With that context in mind, I was surprised to see the program revived yesterday on the 26th of March. After reading the first spotlight in about two years, nothing had really changed. The title of the recent spotlight refers to education, but there’s hardly any educational material at all. Once again, it simply advertises the featured creator’s games, talks about their work history and concludes. Why was this program brought back if it’s still not going to fulfill its original purpose? Why is Roblox still pretending it’s about education when it’s not meeting that goal?
Furthermore, the program in its current form is not an open or fair opportunity to creators. In order to be featured through the program, you either need to know / be friends with someone internally, or someone internally needs to know you, which leads to a sponsor. There is no application process or similar, which makes it very easy for Roblox to push certain agendas and makes the program vulnerable to things like nepotism and other forms of bias, which does not scale very well.
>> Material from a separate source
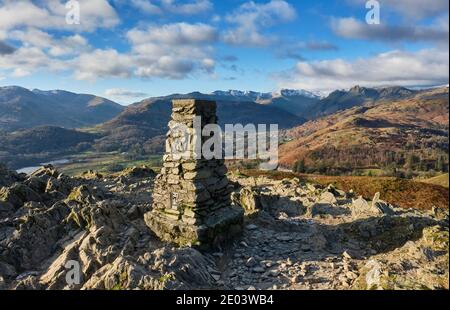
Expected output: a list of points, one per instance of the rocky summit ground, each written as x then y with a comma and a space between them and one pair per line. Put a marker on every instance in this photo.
296, 236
Internally, Roblox leadership has stated that they largely want to avoid processes that give individual creators an advantage. This is why programs such as the verified badge program are largely automated and not hand-picked by a small team of staff, to avoid the very issues I just mentioned. So why is spotlight being ran like this?
Because spotlight articles largely did not contain any educational substance & the fact that they advertise the featured creator’s games & merchandise, the spotlight program could be interpreted as being an advertising program. With that in mind, how is it fair that handpicked creators get what is essentially free advertising for their non-education related experiences and merchandise by Roblox? This doesn’t provide anything valuable to new & less experienced developers, and will only lead to the program’s eventual sunset again, as history has shown us already.
This is in a similar vein as the UGC program when it was first rolled out in 2019 / 2020. A small group of creators were hand-picked by staff internally to create the first UGC items. This, in turn, allowed said creators to have a monopoly over the catalog, which generated a lot of profit for them and allowed them to do things such as buying a house. This is obviously not fair or respectful to the many creators that could also have been included in the UGC rollout.
While the UGC program and the spotlight program are obviously two different programs, the similarity here is problematic.
What needs to change
With everything that was stated above being taken into account, how can the program improve?
Firstly, the program should be more about educational substance. If a creator is featured for their experience with liveops, liveops should be spoken about! Use examples from the larger industry, draw comparisons between that and their own liveops in their games, talk about the methodology behind it, talk about technical aspects to consider (flag migration in player data for the live event for example), etc. The article should NOT advertise the featured creator’s games & game merchandise. Things like “go play their games here” and “go follow them on Roblox!” and “buy their merch here!” should not be included. It disrespects new developers that clicked onto the article thinking it would be educational.
Secondly, the program’s selection process should be more open & democratic. Getting a slot because Joe the employee likes you is not a good system. By having a more scalable process that’s less prone to bias & nepotism, the developer community would benefit from a larger pool of topics from experienced developers.
Overall, I would argue that this program should have remained sunset. It never met (and still doesn’t) its educational goals, and there are better options for education available now.